General procedure for the Preparation of 2-Aryl-9-substituted-7-[6-(p-tolyl) pyridazin-3-yl]-pyrazolo[3,4-d]-1,2,4-triazolo[5,1-f] pyrimidines (10-12).
Methanimidates 7a-c (20 mmol) were dissolved in dioxane (20 mL), and 2-furancarboxylic acid hydrazide, 2-thiophenecarboxylic acid hydrazide or 4-pyridinecarboxylic acid hydrazide (22 mmol) was added. The mixture was refluxed for 6-14 h, cooled, the solvent removed under reduced pressure and the resulting precipitate was purified by recrystallization or column chromatography.
2-(2-Furyl)-9-methylthio-7-[6-(p-tolyl)pyridazin-3-yl]-pyrazolo[3,4-d]-1,2,4-triazolo[5,1-f]-pyrimidine (10a).
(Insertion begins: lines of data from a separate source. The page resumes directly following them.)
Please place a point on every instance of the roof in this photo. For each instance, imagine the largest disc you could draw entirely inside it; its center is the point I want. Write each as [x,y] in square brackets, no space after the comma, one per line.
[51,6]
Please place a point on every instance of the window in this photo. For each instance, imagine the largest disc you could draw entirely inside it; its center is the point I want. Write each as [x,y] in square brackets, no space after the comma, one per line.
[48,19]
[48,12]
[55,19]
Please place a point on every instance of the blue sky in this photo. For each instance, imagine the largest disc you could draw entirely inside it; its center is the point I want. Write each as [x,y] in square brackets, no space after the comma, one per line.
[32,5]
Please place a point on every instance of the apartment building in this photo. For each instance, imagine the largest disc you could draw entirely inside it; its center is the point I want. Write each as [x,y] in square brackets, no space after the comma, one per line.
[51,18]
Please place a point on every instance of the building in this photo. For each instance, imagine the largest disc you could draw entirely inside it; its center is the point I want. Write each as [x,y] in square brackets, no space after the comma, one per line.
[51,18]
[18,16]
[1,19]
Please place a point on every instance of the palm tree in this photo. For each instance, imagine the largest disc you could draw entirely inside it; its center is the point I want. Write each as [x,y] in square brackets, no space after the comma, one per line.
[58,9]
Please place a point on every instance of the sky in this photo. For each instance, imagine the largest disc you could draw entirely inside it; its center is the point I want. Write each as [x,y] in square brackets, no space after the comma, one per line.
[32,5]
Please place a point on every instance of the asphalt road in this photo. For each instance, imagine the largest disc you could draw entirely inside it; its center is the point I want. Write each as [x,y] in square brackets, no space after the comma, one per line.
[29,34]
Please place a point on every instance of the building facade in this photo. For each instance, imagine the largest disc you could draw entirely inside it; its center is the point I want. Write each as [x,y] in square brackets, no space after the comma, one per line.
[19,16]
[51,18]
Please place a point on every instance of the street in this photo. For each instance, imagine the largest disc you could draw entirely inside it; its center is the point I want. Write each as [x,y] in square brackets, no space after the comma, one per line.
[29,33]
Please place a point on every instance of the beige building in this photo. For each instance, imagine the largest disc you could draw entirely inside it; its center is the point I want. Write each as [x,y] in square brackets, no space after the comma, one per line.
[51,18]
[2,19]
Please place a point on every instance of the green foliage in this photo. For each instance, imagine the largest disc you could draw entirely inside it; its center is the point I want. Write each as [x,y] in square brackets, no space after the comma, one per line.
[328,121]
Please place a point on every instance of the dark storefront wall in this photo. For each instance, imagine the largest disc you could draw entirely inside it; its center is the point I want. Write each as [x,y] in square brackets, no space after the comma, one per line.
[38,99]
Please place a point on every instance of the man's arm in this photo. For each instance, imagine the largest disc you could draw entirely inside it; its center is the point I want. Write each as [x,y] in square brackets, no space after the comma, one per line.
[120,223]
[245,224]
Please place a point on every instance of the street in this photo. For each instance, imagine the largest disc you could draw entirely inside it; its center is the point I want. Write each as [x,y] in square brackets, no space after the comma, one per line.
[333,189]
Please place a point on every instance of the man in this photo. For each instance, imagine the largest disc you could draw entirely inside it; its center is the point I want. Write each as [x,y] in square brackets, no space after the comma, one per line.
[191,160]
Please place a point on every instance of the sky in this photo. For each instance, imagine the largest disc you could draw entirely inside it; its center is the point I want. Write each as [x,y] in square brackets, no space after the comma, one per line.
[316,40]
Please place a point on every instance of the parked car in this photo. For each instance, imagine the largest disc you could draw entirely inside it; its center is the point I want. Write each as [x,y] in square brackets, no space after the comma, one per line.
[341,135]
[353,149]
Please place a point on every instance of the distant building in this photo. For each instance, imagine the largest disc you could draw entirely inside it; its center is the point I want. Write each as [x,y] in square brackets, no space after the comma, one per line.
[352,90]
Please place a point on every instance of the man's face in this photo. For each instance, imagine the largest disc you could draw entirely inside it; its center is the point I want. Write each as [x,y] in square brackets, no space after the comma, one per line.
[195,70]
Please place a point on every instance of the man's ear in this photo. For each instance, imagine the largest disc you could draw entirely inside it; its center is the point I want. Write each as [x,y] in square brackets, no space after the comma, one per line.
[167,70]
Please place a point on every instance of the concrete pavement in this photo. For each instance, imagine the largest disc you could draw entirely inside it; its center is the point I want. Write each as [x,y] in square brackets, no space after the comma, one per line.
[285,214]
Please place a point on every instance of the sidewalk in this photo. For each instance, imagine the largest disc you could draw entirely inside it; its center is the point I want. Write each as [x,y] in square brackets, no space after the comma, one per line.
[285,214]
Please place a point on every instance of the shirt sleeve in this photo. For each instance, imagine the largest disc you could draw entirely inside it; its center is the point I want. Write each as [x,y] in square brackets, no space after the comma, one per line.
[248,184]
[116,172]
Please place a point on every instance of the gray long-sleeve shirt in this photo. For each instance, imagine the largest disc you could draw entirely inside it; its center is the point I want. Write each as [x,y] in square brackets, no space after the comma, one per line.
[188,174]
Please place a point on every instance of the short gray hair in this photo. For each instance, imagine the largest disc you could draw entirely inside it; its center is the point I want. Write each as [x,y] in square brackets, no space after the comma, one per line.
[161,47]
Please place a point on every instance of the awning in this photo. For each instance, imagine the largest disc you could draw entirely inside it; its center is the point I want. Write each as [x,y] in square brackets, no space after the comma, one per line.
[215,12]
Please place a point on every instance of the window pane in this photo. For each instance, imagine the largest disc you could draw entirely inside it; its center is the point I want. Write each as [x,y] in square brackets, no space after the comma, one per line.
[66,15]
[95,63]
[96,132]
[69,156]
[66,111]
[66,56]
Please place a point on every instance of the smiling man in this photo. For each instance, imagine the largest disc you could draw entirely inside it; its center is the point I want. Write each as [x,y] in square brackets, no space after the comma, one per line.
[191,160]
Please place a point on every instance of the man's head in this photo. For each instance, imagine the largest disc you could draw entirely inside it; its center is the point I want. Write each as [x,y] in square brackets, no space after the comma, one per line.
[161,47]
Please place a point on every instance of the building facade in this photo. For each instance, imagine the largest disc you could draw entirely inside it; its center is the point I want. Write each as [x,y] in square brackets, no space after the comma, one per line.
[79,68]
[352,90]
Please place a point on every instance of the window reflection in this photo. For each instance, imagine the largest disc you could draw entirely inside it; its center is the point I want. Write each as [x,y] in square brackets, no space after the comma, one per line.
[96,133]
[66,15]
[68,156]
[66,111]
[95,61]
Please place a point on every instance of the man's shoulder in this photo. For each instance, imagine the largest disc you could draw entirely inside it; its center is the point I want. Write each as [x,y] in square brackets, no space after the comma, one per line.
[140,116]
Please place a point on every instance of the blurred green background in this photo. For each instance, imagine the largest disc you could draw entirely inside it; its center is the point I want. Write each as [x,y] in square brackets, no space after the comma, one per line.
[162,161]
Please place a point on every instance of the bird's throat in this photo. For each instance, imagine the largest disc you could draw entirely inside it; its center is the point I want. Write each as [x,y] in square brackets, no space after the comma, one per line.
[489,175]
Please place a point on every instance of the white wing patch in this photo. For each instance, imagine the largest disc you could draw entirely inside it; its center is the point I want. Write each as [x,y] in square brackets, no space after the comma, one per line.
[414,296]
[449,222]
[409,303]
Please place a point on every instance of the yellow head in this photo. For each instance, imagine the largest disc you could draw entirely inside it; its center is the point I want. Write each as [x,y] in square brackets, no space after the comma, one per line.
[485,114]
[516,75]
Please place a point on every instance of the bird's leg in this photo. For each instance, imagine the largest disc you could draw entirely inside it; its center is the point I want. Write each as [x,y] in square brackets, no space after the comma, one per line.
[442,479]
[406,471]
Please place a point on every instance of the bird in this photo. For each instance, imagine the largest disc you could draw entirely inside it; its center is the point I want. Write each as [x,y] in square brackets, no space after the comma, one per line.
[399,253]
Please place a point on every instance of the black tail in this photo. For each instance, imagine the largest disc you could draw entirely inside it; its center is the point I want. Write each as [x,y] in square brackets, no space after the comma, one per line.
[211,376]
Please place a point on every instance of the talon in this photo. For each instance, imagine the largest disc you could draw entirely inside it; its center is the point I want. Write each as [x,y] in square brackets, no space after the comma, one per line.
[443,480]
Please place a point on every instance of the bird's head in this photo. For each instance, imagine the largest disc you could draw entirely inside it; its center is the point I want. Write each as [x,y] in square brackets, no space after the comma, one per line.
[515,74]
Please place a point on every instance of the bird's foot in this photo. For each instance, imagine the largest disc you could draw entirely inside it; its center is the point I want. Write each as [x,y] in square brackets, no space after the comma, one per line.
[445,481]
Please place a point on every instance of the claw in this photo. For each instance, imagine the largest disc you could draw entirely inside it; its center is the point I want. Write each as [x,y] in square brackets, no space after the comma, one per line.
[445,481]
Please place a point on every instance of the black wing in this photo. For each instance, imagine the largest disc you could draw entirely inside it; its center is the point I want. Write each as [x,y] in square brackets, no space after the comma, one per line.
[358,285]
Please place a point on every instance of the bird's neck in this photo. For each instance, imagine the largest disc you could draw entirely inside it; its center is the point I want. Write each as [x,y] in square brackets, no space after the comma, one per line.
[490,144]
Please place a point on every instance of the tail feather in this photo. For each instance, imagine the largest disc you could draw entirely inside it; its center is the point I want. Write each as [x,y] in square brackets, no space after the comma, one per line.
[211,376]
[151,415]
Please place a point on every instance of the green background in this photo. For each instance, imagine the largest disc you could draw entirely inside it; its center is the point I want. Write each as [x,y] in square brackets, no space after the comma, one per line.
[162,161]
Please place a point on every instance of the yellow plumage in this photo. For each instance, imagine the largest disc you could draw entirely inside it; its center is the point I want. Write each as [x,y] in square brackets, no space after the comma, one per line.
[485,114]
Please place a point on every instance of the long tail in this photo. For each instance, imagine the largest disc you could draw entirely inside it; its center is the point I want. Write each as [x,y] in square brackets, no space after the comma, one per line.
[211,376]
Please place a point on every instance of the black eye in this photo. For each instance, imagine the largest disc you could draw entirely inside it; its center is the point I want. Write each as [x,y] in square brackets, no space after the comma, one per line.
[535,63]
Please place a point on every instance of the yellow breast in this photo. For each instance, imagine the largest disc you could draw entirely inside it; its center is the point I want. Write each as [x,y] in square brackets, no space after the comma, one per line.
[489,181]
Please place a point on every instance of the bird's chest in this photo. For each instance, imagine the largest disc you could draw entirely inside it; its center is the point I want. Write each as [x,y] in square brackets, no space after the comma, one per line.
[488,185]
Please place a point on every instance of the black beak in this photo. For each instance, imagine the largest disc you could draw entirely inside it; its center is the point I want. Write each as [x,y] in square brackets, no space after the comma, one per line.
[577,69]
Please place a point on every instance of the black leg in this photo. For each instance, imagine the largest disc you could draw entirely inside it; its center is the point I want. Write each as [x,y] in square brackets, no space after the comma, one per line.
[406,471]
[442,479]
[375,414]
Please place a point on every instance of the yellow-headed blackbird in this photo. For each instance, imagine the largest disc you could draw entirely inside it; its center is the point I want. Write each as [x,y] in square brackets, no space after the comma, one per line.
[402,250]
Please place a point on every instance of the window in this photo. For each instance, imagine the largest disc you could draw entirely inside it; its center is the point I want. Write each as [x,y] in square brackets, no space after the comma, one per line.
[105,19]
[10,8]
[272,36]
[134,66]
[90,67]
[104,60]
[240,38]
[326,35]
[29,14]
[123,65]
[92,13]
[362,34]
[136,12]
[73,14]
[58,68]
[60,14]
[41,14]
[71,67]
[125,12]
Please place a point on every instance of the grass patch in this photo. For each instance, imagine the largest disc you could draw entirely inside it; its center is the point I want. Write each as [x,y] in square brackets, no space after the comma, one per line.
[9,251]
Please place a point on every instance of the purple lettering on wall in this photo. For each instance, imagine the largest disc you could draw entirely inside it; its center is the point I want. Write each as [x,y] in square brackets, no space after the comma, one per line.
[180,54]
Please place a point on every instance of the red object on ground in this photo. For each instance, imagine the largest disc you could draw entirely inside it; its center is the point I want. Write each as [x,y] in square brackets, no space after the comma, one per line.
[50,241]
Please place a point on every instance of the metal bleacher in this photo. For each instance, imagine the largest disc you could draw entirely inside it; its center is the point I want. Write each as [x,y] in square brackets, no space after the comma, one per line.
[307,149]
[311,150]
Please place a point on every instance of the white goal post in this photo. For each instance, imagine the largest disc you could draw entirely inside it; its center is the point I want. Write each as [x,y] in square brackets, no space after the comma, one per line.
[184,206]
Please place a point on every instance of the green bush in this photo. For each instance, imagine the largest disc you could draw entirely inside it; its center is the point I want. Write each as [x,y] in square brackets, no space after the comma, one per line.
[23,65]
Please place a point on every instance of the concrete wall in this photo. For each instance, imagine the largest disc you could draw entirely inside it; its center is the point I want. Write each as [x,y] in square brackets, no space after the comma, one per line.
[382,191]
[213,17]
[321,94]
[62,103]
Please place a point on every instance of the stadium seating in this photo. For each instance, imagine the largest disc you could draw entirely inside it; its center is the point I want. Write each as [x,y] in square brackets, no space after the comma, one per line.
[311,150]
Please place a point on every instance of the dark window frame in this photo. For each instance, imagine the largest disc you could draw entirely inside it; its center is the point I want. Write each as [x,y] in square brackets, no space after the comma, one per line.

Yield: 78 %; pale yellow solid, mp 215-216 °C (from DMF/H2O); IR ν max cm-1: 3096, 2919, 1628; 1H-NMR δ: 2.54 (s, 3H, S-CH3), 2.66 (s, 3H, p-CH3-tolyl), 6.81 (m, 1H, furyl), 7.42 (m, 2H + 1H, H-tolyl+ 1H-furyl), 7.65 (d, 2H, H3, H5- tolyl, J = 8.0 Hz), 7.87 (m, 1H, furyl), 8.01 (d, 1H, H5-pyridazine, J = 9.1 Hz), 8.32 (d, 1H, , H4-pyridazine, J = 9.1 Hz), 8.65 (s, 1H, pyrimidine); MS m/z (%): M+ 440 (95), 393 (100), 326 (39); Anal. Calc. for C22 H16N8SO (440.48): C 59.99, H 3.66, N 25.44, S 7.28; Found : C 59.85, H 3.61, N 25.40, S 7.29.
2-(2-Thienyl)-9-methylthio-7-[6-(p-tolyl)pyridazin-3-yl]-pyrazolo[3,4-d]-1,2,4-triazolo[5,1-f] pyrimidine (10b).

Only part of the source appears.